Once the test is ok, we are able to run the dbt commands in our Cosmos DAG:
.. figure:: https://github.com/astronomer/astronomer-cosmos/raw/main/docs/_static/jaffle_shop_aws_ecs_dag_run.png
:width: 800
.. figure:: https://github.com/astronomer/astronomer-cosmos/raw/main/docs/_static/jaffle_shop_aws_ecs_dag_run_logs.png
:width: 800
Remember to config your DAG for connecting to AWS ECS and the database connection where you are performing your SQL queries!
**Monitor and Debug Your Job**
1. **Check Task Status**
You can view the status of your task from the AWS Console under your ECS cluster or via the CLI:
.. code-block:: bash
aws ecs describe-tasks --cluster my-cosmos-cluster --tasks
2. **View Logs**
Since the task definition configures AWS CloudWatch Logs, you can view your job’s output in the CloudWatch Logs console. Look for log streams with the prefix you set (e.g., ``ecs/cosmos-job``).
**Conclusion**
By following this guide, you can deploy Astronomer Cosmos jobs on AWS ECS using Fargate.
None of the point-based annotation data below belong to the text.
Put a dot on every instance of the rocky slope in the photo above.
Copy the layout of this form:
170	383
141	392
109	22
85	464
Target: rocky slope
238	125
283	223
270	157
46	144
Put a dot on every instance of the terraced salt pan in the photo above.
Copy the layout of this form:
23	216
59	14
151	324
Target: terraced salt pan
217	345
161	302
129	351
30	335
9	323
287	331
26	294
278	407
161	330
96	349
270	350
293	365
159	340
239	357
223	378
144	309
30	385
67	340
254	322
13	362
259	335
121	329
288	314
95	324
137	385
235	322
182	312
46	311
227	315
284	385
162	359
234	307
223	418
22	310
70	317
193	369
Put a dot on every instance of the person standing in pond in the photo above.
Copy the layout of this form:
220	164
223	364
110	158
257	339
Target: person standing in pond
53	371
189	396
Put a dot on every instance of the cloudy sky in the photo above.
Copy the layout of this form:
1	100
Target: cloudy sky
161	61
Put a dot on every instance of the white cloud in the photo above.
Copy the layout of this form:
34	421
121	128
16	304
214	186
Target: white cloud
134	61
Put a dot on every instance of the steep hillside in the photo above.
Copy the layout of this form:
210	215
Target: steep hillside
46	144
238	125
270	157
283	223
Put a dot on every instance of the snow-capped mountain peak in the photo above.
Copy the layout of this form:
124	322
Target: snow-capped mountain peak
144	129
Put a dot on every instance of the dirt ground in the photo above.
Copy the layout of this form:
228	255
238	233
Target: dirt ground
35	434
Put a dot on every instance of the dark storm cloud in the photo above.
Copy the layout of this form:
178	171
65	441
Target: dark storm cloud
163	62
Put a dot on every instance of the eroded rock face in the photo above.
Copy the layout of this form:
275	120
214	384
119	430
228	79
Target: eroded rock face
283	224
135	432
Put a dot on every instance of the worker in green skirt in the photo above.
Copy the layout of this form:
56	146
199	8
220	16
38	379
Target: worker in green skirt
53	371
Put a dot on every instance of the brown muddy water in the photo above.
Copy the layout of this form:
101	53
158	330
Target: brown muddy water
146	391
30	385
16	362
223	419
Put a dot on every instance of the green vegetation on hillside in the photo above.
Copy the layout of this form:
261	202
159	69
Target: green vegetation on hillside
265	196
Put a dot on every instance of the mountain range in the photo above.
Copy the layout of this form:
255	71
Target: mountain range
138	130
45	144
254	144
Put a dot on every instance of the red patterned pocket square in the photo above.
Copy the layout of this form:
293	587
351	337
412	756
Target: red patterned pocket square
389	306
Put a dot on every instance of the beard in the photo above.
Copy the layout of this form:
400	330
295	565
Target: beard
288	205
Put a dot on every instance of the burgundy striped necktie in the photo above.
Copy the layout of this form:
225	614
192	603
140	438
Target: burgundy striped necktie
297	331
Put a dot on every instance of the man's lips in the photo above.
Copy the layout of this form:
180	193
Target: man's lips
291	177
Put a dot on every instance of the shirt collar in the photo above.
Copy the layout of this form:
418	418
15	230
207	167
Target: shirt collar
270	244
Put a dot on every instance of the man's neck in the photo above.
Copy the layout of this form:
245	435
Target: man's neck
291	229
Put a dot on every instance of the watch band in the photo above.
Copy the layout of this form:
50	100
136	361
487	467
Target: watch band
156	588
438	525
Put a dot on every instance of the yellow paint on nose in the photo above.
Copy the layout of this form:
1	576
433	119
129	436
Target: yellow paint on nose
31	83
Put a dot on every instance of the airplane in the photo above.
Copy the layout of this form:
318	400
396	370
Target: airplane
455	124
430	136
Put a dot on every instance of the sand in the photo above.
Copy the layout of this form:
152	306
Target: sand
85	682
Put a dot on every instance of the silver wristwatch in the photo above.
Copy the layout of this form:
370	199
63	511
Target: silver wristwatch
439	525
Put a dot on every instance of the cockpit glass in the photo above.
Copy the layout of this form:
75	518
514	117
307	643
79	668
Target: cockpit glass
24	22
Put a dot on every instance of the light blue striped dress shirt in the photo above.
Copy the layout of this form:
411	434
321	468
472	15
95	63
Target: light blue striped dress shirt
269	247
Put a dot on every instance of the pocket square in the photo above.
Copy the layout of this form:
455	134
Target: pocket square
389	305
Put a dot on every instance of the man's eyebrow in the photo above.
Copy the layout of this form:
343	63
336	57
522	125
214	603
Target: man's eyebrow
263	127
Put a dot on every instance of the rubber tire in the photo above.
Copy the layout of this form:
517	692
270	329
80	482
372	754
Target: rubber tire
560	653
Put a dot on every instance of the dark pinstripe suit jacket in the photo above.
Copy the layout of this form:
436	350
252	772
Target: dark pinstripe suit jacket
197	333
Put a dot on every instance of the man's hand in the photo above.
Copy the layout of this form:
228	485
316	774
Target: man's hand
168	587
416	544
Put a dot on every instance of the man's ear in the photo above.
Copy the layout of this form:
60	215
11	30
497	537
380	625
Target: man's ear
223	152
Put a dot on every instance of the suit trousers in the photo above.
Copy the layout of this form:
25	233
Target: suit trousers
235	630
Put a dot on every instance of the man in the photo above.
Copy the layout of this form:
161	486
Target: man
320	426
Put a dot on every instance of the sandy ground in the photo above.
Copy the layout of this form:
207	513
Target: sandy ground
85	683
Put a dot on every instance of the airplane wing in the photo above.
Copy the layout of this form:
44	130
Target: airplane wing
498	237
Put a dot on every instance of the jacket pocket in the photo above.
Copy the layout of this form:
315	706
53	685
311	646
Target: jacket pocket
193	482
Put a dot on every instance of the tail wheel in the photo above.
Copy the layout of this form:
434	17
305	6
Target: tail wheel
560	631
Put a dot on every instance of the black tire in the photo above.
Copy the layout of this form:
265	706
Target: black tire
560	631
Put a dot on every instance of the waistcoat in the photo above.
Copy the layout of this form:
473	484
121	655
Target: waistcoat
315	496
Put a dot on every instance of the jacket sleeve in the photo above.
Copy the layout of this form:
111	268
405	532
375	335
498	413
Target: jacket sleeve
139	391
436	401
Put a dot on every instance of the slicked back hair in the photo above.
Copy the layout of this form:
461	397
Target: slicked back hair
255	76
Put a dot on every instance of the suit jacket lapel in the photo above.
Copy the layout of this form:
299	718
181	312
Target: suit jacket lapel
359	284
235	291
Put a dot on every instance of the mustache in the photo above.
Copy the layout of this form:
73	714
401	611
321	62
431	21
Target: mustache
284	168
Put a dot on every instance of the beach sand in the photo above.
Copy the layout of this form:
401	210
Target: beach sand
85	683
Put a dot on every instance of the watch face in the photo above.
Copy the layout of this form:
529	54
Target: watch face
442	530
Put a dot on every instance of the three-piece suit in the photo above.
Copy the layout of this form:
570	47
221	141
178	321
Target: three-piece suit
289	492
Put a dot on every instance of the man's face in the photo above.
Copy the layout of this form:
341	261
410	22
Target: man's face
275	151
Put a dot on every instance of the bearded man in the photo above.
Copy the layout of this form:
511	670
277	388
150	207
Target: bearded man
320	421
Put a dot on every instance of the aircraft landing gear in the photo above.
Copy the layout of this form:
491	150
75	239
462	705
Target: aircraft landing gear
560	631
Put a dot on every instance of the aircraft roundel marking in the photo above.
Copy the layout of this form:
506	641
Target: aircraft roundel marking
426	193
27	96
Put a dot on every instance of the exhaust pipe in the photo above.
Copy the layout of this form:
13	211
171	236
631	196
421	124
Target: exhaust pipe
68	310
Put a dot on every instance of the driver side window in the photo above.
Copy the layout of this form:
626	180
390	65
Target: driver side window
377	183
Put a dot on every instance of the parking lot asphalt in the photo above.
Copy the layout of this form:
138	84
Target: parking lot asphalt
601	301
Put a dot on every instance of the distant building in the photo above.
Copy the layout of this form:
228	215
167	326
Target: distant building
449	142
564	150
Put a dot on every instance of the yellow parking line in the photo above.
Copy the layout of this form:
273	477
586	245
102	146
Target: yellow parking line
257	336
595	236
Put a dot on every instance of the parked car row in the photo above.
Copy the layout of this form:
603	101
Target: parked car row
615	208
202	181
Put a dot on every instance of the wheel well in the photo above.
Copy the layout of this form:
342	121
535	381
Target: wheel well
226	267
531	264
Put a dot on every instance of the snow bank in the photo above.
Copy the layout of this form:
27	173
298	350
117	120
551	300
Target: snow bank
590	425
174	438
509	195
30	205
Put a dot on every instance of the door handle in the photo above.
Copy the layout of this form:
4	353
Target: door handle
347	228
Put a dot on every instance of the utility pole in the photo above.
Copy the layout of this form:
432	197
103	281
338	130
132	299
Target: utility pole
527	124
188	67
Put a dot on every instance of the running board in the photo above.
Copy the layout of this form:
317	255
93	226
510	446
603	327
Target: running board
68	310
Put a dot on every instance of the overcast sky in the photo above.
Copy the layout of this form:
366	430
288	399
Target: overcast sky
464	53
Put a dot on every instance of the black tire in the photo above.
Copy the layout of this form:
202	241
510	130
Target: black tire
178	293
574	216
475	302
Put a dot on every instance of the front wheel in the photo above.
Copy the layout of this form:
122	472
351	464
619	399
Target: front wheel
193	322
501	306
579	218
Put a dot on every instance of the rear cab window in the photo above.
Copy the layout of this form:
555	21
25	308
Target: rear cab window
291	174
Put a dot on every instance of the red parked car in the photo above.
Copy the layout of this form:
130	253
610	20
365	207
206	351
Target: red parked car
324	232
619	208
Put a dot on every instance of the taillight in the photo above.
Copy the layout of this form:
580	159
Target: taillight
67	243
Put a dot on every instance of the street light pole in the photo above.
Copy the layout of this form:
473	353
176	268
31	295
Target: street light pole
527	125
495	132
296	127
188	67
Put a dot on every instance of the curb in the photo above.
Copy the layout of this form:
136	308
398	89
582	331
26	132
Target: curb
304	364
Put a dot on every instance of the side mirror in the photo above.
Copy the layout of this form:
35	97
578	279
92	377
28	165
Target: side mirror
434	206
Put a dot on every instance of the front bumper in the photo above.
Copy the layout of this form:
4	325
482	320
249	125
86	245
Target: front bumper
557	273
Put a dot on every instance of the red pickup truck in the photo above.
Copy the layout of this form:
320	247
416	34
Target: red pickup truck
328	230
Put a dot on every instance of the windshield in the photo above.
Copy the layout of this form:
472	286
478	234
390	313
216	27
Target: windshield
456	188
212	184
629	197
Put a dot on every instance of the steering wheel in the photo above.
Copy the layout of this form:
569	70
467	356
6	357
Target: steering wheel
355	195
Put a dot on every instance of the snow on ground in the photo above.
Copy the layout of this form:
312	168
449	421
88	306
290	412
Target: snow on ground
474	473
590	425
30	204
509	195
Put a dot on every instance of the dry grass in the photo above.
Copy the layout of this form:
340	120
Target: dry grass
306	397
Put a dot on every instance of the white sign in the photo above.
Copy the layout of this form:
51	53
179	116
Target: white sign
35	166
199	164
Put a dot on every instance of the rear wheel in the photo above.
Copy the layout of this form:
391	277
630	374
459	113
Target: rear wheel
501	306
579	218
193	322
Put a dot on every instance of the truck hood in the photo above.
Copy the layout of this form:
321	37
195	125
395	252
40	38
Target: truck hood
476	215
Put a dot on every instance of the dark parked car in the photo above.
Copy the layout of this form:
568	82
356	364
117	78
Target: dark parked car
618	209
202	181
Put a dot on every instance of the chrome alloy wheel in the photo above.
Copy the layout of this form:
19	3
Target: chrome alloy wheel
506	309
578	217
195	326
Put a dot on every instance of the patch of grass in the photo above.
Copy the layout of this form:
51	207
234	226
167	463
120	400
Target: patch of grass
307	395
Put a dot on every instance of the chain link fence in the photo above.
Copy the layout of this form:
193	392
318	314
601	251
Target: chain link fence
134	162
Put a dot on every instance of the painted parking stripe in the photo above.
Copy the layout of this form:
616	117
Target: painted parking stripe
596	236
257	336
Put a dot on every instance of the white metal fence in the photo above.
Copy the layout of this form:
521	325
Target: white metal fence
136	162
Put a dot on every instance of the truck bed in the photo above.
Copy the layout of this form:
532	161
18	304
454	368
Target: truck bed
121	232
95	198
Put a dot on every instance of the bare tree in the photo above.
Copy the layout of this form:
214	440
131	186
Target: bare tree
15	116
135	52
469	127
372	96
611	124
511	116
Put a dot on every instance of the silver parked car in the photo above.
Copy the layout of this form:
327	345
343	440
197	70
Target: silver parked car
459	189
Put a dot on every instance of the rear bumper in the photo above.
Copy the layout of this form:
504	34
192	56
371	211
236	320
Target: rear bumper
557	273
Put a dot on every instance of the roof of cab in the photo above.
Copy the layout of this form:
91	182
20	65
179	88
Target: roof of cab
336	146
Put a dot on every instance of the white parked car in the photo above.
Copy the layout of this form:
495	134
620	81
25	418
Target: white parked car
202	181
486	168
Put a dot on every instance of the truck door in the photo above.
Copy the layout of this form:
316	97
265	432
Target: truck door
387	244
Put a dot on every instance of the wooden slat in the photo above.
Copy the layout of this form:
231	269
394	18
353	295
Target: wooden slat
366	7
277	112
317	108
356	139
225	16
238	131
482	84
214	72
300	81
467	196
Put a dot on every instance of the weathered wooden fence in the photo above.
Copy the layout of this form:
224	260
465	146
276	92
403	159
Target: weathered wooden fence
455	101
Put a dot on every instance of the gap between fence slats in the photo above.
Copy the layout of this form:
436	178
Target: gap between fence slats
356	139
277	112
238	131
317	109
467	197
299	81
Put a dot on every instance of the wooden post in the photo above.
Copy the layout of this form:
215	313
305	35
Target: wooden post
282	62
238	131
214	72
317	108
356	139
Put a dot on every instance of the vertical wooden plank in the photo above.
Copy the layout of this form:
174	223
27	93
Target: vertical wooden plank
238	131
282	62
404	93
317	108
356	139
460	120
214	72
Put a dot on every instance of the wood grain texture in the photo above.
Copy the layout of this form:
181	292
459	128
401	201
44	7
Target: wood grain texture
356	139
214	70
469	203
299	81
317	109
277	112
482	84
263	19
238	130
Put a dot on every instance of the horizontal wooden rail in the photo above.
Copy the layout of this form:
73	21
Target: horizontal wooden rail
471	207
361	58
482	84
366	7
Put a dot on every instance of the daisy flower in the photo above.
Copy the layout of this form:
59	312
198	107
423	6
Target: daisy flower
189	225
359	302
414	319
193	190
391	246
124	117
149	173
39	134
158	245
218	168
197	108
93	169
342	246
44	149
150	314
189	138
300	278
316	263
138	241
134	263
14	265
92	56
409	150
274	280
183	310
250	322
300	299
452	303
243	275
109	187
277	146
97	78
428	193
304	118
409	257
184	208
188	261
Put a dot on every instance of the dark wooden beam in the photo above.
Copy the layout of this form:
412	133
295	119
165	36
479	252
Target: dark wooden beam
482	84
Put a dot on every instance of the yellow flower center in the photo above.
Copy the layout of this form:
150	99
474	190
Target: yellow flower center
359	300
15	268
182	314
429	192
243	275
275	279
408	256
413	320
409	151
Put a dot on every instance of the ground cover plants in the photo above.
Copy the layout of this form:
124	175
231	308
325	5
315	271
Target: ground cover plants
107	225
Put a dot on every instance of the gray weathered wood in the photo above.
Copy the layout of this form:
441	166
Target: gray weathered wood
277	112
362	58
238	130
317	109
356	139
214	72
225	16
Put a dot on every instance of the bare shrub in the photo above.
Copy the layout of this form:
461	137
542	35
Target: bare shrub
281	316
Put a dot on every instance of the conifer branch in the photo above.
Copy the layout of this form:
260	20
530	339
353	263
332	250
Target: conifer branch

This integration enables you to leverage the scalability and managed infrastructure of ECS while maintaining a consistent container orchestration experience with Cosmos.
For more detailed information on AWS ECS, please refer to the `AWS ECS Developer Guide `_.
Happy deploying! :rocket:
Remember to config your DAG for connecting to AWS ECS and the database connection where you are performing your SQL queries!